Mr. Monagan. Thank you very much, Mr. Rogovin. It is a rather radical suggestion that you make.

It is true, of course, that there is a relatively new administration involved in this program. By that I mean the individuals and people at the head of the program. We want to see that they have every opportunity to improve it and to make it function adequately.

However, that aside, I can understand your point, and I believe that what you are saying is that there should be more attention to the broader goals of the administration of criminal justice and the control of crime, rather than the more specific parts of the program. Is that a fair statement?

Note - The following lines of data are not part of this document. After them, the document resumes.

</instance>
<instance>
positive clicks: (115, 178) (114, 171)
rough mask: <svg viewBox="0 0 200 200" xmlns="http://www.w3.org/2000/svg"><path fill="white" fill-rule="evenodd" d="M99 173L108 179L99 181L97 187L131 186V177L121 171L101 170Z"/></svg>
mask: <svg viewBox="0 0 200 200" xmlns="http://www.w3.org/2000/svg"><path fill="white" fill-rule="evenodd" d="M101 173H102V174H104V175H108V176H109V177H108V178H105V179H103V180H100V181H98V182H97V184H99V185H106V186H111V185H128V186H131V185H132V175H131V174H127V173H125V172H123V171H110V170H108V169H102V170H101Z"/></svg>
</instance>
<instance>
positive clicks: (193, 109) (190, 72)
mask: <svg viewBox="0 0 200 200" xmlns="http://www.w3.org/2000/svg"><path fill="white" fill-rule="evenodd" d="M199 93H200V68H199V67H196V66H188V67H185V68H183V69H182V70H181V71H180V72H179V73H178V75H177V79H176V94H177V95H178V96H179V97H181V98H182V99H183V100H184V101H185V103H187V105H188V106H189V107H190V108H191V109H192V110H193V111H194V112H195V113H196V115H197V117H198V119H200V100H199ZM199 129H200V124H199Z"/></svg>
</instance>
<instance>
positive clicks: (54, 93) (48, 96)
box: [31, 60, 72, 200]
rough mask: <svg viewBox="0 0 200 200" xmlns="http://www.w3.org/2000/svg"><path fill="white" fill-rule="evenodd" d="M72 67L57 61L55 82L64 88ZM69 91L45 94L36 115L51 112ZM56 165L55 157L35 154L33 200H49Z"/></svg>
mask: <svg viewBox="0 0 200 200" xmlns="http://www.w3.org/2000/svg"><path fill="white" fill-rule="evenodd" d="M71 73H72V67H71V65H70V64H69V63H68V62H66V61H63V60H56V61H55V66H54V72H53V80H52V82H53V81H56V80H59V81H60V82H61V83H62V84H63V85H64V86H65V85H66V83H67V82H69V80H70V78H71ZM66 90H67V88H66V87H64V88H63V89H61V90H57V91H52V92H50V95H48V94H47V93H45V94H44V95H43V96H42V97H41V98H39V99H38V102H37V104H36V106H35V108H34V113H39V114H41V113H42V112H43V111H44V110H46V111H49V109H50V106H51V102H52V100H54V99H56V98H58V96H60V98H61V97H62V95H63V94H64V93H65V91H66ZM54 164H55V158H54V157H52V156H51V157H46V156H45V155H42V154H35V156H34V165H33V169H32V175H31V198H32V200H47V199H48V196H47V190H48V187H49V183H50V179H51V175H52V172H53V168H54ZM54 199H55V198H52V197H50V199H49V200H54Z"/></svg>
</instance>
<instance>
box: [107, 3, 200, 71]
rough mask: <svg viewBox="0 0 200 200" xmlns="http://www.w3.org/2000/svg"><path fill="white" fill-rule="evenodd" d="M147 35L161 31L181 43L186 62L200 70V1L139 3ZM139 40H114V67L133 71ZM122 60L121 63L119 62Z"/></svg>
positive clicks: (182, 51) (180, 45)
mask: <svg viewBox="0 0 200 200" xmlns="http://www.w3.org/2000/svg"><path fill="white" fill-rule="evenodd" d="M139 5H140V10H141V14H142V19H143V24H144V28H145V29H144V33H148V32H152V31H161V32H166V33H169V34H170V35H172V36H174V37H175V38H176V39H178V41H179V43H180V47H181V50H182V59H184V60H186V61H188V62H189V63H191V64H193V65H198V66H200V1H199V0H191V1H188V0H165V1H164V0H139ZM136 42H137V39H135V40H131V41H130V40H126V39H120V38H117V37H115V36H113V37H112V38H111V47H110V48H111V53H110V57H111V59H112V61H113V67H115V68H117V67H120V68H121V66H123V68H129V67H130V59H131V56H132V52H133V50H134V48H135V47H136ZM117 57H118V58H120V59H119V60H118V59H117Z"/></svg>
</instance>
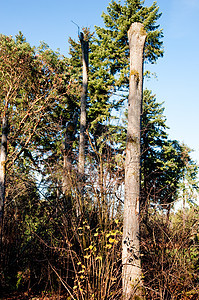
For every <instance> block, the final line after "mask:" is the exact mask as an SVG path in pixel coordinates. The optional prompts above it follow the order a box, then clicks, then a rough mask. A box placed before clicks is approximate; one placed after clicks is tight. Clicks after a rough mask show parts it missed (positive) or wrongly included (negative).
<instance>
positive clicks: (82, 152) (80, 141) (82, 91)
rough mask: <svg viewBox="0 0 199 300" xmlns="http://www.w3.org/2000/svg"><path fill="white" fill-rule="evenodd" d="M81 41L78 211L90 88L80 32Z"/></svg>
mask: <svg viewBox="0 0 199 300" xmlns="http://www.w3.org/2000/svg"><path fill="white" fill-rule="evenodd" d="M80 42H81V48H82V63H83V90H82V96H81V112H80V138H79V163H78V173H79V180H80V186H79V189H80V198H81V199H80V201H79V204H78V205H77V206H78V207H77V213H78V214H79V213H80V212H81V210H82V207H80V206H82V205H83V203H81V202H82V201H83V190H84V186H83V185H84V173H85V133H86V99H87V90H88V41H86V40H85V39H84V35H83V33H82V32H81V33H80Z"/></svg>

Mr. Rogovin. Mr. Chairman, the mere dispensing of money does not meet the need. There must be some national leadership provided. I think the answer would be the setting of standards throughout the criminal justice area.

The concepts are not new. There have been a variety of professional organizations and groups working on standards development. For example, the American Bar Association has articulated minimum standards in parts of the field. It is not as if we had to start this work from scratch.

I note, Mr. Chairman, from the charts displayed in the hearing room this morning, that the fiscal 1972 appropriation represents about a $170 million increase over last year's appropriated dollars. When I address myself to new moneys, I am speaking of that increase.

It is my understanding, although I have not personally attended the hearings, that you have illuminated the fact that massive amounts of prior appropriations have not been dispensed at State and local levels. How, I say to you respectfully, can the States absorb this additional new money? Granted, that they have planned and programed for a level of appropriation equal to the level of 1971, I think providing these new dollars heightens the problems I have referred to.

Mr. Monagan. Certainly the size of the appropriation is one that commends itself to the attention of the committees that have jurisdiction over this program. Unfortunately, it seems to be a tendency of the Congress and perhaps of the people of this country to go ahead and make massive funds available, and then to try to do the planning and administrative functions after that has been done. We have seen it in other areas. I have mentioned before the foreign aid program.

Mr. ROGOVIN. Yes, sir.

Mr. MONAGAN. Still it seems to me it does not excuse the administrator from taking the necessary steps.

When you say setting of standards, just what do you mean, specifically?